Once filed, states will not approve all applications for licensure.  The application process itself is rigorous and some applications will be rejected. Whereas FinCEN’s federal regulators see themselves as money laundering preventers, state regulators see themselves as consumer protectors. The goal of the application process is to ensure safety, soundness and solvency and the information required can include:

  • Audited financial statements of the applicant business and any subsidiaries
  • Personal financial records of all directors, principal officers, owner or 10% shareholders (“Control Persons”)
  • Records of occupations for all Control Persons for the last fifteen years, including any disciplinary actions taken by any employer
  • List of all lawsuits or criminal complaints against any Control Person in the last fifteen years
  • Third-party criminal and civil background checks
  • Marital, divorce and familial records, including names of dependents of Control Persons
  • Fingerprints of Control Persons

In addition to the disclosure requirements, the financial obligations are substantial.  Some money transmitters must carry at least a $500,000 surety bond, and bonding agents will require a recurring yearly payment of approximately 2% of the total bond amount, depending on the credit rating of the bond’s guarantor.  An applicant must also satisfy minimum capitalization requirements that push well into the six figures. 

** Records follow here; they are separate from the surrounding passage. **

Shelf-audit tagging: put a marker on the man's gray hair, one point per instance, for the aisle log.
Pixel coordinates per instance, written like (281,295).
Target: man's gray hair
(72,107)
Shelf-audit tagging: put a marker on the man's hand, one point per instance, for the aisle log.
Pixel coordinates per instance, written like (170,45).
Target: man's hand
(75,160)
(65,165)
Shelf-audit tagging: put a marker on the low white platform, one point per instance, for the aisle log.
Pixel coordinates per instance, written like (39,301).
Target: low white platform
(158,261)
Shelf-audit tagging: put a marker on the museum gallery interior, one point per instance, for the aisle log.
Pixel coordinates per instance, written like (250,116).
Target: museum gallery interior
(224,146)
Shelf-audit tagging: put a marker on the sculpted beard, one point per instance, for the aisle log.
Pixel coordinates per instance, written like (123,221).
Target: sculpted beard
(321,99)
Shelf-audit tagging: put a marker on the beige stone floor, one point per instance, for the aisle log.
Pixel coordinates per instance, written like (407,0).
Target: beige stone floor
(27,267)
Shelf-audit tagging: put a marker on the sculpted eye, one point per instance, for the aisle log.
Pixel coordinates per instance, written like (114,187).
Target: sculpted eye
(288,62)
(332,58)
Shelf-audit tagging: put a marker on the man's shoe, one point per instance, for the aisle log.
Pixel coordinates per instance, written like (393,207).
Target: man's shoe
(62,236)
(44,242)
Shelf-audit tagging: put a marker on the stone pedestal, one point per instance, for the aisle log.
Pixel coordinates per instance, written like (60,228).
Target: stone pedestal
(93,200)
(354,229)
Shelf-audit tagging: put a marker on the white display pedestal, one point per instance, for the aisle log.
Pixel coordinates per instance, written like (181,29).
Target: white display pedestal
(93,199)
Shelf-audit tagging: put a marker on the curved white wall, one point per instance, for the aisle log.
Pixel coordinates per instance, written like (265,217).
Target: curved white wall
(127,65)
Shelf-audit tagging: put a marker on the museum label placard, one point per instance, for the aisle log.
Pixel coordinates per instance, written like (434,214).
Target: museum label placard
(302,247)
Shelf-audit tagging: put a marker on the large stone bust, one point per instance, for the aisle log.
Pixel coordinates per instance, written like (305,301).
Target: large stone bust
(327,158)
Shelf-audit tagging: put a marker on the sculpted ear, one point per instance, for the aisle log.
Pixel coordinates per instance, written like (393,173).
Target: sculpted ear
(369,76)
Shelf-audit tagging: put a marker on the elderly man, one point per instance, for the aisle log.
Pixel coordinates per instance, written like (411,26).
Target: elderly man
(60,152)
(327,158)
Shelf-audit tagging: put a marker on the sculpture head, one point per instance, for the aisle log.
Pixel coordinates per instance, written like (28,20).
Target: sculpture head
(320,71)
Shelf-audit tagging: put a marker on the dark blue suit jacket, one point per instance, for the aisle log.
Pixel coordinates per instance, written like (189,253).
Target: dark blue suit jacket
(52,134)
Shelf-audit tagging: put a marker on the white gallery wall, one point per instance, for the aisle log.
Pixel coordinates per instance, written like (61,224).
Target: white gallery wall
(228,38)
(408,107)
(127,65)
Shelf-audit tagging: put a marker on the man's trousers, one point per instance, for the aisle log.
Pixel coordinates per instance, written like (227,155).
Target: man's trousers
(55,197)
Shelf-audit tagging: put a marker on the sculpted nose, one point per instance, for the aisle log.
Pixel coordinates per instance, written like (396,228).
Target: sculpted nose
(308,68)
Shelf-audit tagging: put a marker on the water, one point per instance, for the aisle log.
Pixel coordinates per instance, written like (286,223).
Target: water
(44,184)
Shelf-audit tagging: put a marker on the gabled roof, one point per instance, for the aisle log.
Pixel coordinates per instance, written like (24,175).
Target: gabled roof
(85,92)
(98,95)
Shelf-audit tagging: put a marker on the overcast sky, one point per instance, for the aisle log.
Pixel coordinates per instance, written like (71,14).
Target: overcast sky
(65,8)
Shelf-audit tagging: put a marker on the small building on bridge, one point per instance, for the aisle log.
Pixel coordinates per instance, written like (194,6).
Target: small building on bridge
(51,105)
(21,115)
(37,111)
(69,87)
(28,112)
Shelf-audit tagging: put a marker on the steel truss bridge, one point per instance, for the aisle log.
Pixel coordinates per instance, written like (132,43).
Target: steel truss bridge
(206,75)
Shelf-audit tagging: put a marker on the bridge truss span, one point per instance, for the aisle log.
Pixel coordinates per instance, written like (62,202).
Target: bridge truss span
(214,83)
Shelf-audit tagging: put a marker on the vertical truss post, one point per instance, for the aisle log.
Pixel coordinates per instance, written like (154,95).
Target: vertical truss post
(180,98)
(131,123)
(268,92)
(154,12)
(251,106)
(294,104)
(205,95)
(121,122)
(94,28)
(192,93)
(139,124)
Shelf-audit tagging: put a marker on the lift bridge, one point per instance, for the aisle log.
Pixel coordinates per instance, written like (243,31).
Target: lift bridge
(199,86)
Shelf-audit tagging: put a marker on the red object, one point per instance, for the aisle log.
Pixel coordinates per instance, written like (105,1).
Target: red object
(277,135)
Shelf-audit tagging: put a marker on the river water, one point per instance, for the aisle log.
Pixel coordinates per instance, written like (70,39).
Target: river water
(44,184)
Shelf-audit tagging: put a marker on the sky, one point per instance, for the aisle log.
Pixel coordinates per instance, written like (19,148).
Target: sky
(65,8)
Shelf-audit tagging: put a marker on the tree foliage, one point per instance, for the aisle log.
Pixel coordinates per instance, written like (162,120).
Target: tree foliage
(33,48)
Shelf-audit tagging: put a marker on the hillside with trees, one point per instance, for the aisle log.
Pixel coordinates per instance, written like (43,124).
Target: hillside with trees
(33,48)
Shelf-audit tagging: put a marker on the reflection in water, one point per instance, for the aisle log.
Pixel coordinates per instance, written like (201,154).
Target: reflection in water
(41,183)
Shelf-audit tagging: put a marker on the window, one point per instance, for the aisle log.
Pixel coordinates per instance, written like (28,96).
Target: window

When all is said and done, the initial financial outlay for what is often referred to as “full compliance” with federal and state laws can approach a seven-figure amount over the course of a year.  Add to that the ongoing costs of annual reporting, recordkeeping, audits and legal fees, which after a few years tend to outstrip the initial outlay.

The Challenge

In the early days of March 2013, digital currency businesses assumed they were software companies just like the dot-com companies that came before them.  They created new products in a largely unregulated space, a practice they call “permissionless innovation.”  FinCEN’s publication of its now-famous guidance turned this attitude on its head.  Instead of focusing on how a new product might disrupt existing finance business models, entrepreneurs were forced to focus on building a product that could fit into an ancient regulatory framework.

To a certain extent, this is the case for all businesses and all regulations.  Digital currency entrepreneurs, though, have it much worse. These entrepreneurs are disrupting what is arguably the most heavily-regulated industry in the country, and they are dealing with regulations that were written for business models that have not changed significantly for decades.

There are at least two real-world consequence to this state of affairs.  First, some new business models that could drastically improve the industry and benefit consumers won’t comply with U.S. law.  These businesses either move offshore to innovate in foreign lands or simply quit and move on to a different product.  To be sure, consumers may be better off as a result of losing some of these businesses. They may be money laundering operations, solvency disasters waiting to happen or any number of net-losses for the community.  But others have the potential to unseat inefficient, entrenched incumbents, to connect the unbanked to the world financial system, and to generally do good for the country and the world with trivial AML or consumer protection risks.

Second, for those business models who can fit into the existing regulations, the frictional costs of determining how or even whether these obligations apply, combined with the costs of ongoing compliance, acts as a barrier to entry for bootstrapped software companies.  Undesirably, it also acts as a barrier to entry for startups that are relatively well-funded.  It is only the extraordinarily well-funded enterprises that seem to attempt compliance with all of money transmission obligations in the U.S.  Most businesses are shut out.  When entrepreneurs talk about “stifling innovation”, this is precisely what they mean.